There were marble floors and a roaring fire surrounded by a hearth bearing the words, "Let Friendship Warm Thee." I grabbed my welcome packet and slunk past twenty gumshoes in trench coats and fedoras. In the bar area, I searched the crowd for other morons like me, dressed in what we wear to Starbucks to write on a Tuesday morning. I found them-- more than a handful-- and stuck like glue.
Drowning my wardrobe sorrows in drink seemed appropriate, so, with my right hand, I signaled the barkeep for a Cosmonovelton while I reached for a bacon-wrapped shrimp with my left. Next, I'd try a Noveltini.
The bartender shook his head, and gave a warning grimace.
"Don't do it. They're foul. Have a Lemondrop instead."
I go with local knowledge, so a Lemondrop it was. By the time they let us into the ballroom at 5PM sharp, I was dressed in a backless velvet gown, over-the-elbow red satin gloves, stiletto heels and pearls. I staked my claim near the candy buffet (come on, people, priorities-- PRIORITIES!), and crept under my chosen table, trying to connect my laptop to the power source. It took some time. While I was down there, with my backside hanging out from beneath the black taffeta, floor-length tablecloth, I made friends and influenced not a few people.

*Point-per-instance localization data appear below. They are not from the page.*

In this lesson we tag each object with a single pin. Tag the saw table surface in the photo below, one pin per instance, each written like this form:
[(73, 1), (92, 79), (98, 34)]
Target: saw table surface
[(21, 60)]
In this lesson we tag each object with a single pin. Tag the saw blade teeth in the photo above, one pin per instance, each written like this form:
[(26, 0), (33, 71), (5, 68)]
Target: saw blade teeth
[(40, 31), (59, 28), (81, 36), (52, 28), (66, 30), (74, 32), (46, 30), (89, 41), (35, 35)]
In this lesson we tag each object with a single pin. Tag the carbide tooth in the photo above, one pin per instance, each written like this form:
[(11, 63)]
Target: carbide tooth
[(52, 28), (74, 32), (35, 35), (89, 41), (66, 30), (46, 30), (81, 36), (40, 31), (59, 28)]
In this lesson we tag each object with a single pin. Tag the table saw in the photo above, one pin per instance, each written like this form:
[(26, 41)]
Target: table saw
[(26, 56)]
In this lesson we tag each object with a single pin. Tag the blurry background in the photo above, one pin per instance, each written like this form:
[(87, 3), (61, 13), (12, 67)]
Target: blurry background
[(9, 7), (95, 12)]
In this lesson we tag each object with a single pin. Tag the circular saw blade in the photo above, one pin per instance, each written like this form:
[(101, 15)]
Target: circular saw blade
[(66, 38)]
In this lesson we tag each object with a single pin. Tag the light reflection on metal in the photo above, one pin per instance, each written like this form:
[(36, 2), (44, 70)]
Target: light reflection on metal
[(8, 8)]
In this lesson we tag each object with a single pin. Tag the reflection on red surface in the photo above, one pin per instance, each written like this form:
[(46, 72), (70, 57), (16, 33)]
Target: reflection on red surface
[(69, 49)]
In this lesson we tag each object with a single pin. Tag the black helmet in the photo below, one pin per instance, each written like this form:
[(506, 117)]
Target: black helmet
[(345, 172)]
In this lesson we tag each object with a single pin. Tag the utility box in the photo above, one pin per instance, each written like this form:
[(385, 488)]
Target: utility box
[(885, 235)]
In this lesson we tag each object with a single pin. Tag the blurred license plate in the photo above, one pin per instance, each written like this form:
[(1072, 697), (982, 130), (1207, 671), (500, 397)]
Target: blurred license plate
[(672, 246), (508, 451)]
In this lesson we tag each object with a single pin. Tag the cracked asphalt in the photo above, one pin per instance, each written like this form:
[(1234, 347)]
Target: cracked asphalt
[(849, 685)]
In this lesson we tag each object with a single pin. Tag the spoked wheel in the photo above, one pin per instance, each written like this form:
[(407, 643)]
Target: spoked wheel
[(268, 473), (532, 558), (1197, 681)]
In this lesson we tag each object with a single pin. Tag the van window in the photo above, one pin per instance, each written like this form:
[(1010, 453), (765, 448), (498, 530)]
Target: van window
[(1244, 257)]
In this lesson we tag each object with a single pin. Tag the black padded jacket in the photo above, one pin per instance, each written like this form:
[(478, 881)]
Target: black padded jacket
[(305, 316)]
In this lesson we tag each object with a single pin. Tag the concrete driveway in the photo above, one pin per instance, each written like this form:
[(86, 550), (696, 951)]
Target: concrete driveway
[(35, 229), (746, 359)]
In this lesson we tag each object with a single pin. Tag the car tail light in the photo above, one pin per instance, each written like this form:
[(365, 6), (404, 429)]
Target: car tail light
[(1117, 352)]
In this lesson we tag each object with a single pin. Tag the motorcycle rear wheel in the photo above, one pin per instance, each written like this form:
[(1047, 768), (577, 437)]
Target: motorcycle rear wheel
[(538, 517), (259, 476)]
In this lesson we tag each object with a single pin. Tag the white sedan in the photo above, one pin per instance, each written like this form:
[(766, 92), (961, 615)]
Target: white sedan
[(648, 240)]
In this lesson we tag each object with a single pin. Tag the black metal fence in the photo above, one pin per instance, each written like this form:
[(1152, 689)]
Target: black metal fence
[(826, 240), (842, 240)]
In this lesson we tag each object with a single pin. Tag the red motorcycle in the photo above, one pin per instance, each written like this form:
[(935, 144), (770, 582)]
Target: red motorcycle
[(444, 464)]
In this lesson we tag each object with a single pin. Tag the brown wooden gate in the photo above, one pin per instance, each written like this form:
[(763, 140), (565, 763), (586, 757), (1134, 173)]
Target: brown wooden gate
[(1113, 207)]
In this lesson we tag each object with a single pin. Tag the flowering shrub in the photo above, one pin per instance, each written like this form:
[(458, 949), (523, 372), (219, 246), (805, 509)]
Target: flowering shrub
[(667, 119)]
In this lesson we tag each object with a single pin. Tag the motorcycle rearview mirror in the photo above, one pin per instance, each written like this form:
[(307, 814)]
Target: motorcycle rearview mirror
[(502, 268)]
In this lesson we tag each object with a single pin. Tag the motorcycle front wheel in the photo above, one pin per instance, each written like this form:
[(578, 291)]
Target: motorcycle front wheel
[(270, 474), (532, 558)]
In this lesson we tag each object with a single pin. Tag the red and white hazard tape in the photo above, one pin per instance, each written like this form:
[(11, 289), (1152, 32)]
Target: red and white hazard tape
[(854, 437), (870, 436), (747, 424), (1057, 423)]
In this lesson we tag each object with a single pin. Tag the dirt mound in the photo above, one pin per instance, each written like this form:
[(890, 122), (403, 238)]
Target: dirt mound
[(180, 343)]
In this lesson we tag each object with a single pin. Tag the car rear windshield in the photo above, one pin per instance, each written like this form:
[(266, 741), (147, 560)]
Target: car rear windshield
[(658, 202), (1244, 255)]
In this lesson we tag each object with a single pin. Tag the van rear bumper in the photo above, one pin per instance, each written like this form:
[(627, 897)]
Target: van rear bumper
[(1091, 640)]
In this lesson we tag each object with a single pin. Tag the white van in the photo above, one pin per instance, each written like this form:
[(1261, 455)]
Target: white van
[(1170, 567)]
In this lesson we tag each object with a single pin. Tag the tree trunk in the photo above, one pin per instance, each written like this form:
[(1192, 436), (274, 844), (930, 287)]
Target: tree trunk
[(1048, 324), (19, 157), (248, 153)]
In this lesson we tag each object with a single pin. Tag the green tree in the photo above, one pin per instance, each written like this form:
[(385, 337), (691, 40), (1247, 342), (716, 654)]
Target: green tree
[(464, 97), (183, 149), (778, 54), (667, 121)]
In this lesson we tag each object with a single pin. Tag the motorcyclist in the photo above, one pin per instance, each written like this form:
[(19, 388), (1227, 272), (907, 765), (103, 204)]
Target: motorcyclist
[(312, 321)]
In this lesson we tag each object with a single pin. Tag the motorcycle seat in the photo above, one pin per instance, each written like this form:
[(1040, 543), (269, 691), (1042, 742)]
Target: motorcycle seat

I ran into Andrew Turner, wearing a victor's crown (one more obnoxious 50,000 word guy) and he introduced me to about thirty of his closest NaNoWriMo friends.
By 11PM, I had run out of charm and my fingers were but bloody stumps. I descended in the heavily ornamented elevators to the street, tired but satisfied, where my chariot waited. Can't wait to go again next year.